Pandoras Box and Ninja Magic
Thirty minutes seem a long time for only four characters to fill, but the actors manage to brilliantly combine charisma, humour and many visual references to both popular anime culture and ancient traditions.
Eiga Mura (literally “movie village”) is both a working Film- and TV studio, as well as a tourist attraction. Countless famous Japanese period dramas were and are still being shot here. The setting is comparable to western towns in American film studios, since it can easily be adapted to new projects by changing the different house and shop fronts ever so slightly.
The Jiraya show is one of the most popular attractions at the Kyoto Eiga Mura. Visitors can enjoy the performance three times daily.
A shoji-screen style border frames the stage on three sides, which has a white projection screen as its main background.
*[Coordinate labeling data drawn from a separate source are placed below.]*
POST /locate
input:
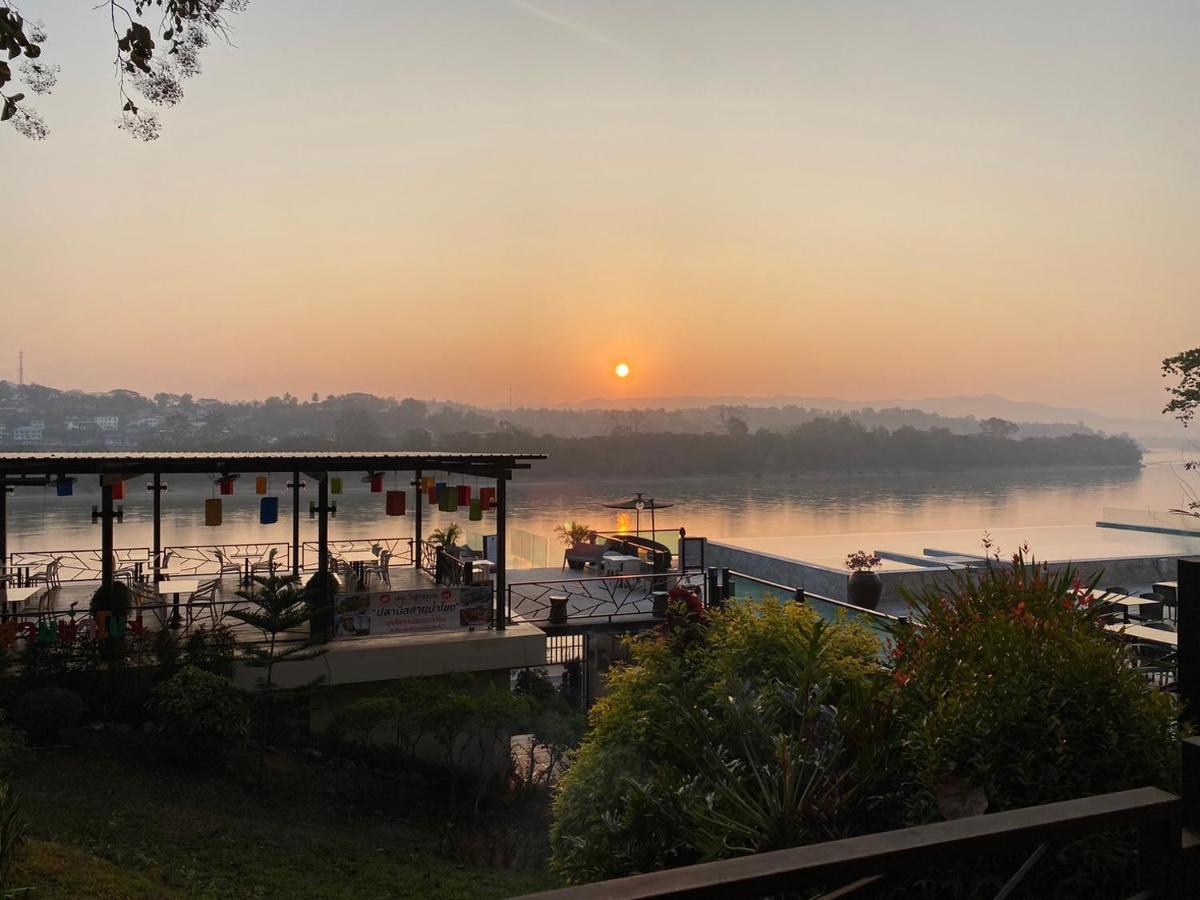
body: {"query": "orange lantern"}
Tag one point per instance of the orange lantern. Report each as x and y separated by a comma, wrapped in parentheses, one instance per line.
(396, 503)
(213, 511)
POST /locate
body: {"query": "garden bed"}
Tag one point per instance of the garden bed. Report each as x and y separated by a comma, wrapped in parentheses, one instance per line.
(111, 819)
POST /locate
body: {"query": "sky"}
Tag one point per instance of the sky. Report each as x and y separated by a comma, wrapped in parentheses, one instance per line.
(473, 197)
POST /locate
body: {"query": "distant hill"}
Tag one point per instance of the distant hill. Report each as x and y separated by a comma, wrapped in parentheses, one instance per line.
(1159, 432)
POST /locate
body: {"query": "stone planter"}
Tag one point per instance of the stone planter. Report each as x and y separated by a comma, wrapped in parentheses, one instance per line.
(864, 588)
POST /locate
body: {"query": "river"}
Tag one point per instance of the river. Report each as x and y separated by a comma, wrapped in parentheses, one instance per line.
(712, 507)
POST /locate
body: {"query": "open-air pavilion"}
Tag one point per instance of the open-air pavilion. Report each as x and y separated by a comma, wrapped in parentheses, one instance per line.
(323, 468)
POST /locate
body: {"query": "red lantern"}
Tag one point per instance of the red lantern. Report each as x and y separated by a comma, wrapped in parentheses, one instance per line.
(396, 503)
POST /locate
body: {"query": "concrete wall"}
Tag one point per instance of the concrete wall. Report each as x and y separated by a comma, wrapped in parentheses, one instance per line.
(1131, 573)
(385, 659)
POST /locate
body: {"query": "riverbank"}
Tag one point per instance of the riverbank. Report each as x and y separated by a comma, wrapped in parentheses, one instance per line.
(111, 820)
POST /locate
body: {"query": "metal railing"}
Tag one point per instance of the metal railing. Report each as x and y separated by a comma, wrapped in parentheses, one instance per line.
(874, 861)
(76, 564)
(198, 559)
(803, 597)
(601, 598)
(401, 550)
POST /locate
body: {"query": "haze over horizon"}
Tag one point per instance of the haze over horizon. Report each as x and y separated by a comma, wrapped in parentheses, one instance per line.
(453, 201)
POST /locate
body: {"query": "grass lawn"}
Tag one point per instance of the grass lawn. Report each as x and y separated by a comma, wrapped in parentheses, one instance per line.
(109, 819)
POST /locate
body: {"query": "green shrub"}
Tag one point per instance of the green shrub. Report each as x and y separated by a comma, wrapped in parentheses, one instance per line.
(114, 600)
(201, 714)
(13, 833)
(47, 713)
(1012, 695)
(211, 649)
(732, 732)
(1014, 687)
Ambient content sets the mood for the different scenes of the adventure narrative.
Due to the actors’ precision when it comes to hitting their marks on stage, it becomes possible for them to seemingly interact with some the projections behind them. In one scene, the red outlines of mystical Ninja appear, in another, one of the heroes shoots energy balls at his opponent.
Viewed from the audience’s perspective, the effect is very entertaining indeed.
Two softedged EPSON EB-Z10005 projectors at the back of the theatre and a coolux Pandoras Box system is all that is needed to make the exciting story come alive and turn it into true family entertainment.
Both the content and the technical implementation were realised by the Japanese event and projection mapping specialist Takenaka.
Old legends, modern technology and classical stage craft have been combined in an aesthetically beautiful show that will make adults think of their childhood heroes and will also resonate with children used to a steady diet of modern Dragon Ball style animation series.